I don't know what I'm doing tonight, but that's alright
I don't know what I'm doing with my life, but that's fine...
...Feel like I can learn a lot if I openup my eyes,
But I'm just fine...

~O.A.R. "Tonight"

I had no specific intentions when I clipped into my pedals, but sometimes, it feels good to just get on the bike and go. If anything it will fight the angst and clear your mind from the minutia of daily life. Just one reason I ride.


Wednesday (click for Garmin file)

On Wednesday evening I met up with a few GW Cycling and NCVC pals for the return of the GW Cycling "night ride." Of course, a ride on a college campus during the end of finals week is not going to fetch many pals, but that was okay.

Jason H., Rich H., Schlomo and I headed down to Hains at dusk. A single hour's worth of respite from the rain is all we had and all we needed. We naturally settled into a perfect single paceline, each of us contributing what was necessary without hitting the red too soon. It was an efficient workout, so we rolled with it.

We did six laps, each gradually increasing in tempo with only stop signs to hinder our cyclical progress. The gradually darkening sky magnified the fatigue of legs, the emptiness of lungs, and insecurity of minds. By the last two laps, even with lights it was hard to tell where a front tire meets a rear.

In any group of cyclists, you need to trust the guys around you. At a hot tempo, the desperation for respite from wind overcomes fear.

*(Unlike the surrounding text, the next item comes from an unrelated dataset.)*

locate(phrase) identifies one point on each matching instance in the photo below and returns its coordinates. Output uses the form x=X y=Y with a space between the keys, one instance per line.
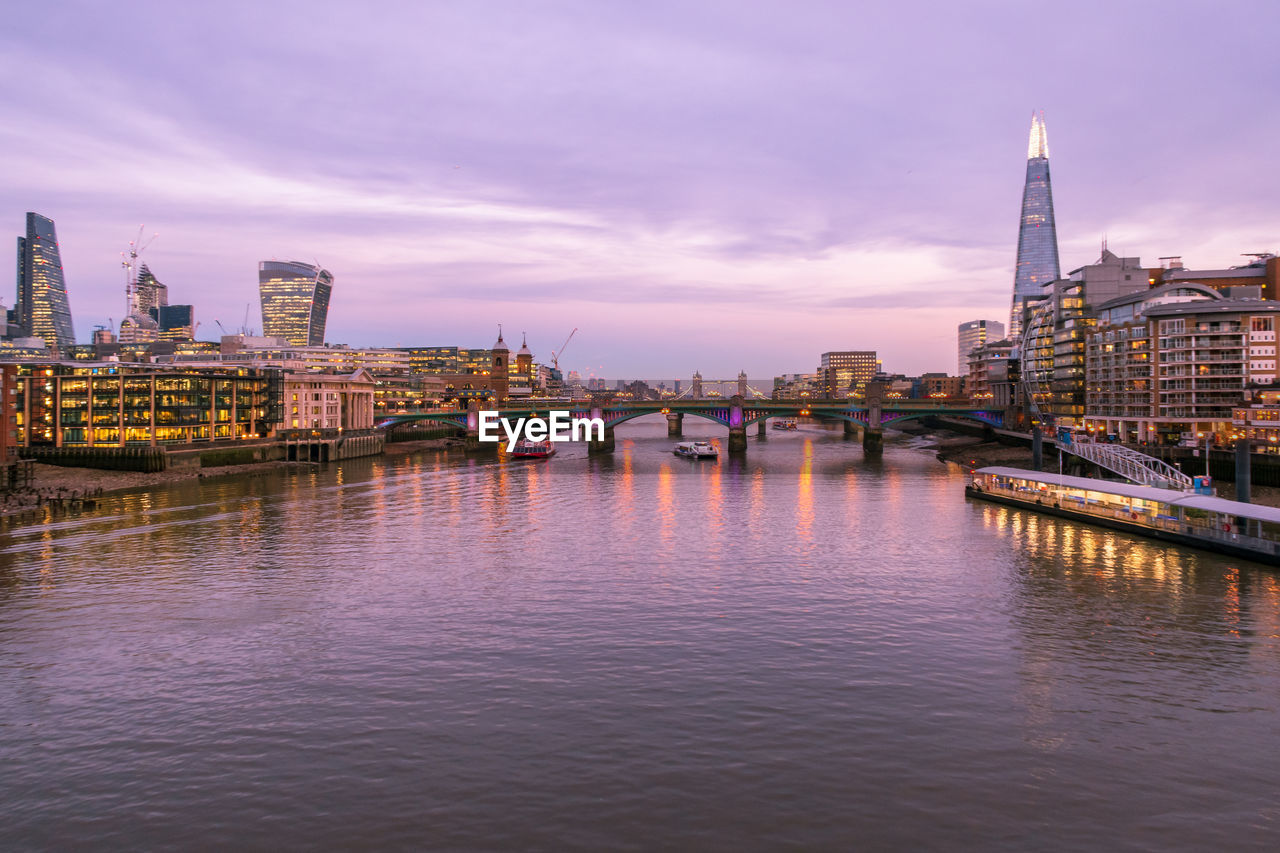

Wherever that next wheel is, you will not let it meander more than inches the road.

Last night I was riding with three guys - each of whom I have probably ridden at least a thousand miles with. The insecurity was hardly an issue.

More than a normal ride, the darkness requires an unquestioned trust in the riders around you. Between the painfully imposed silence caused by heavy breathing, there is an underlying dependence in the pair of legs leading yours: that his actions are exact and his legs have the will to continue when yours will not.

Four teammates in a perfect, painful rotation at the desolate urban velodrome that is Hains Point at night. Just another reason I ride.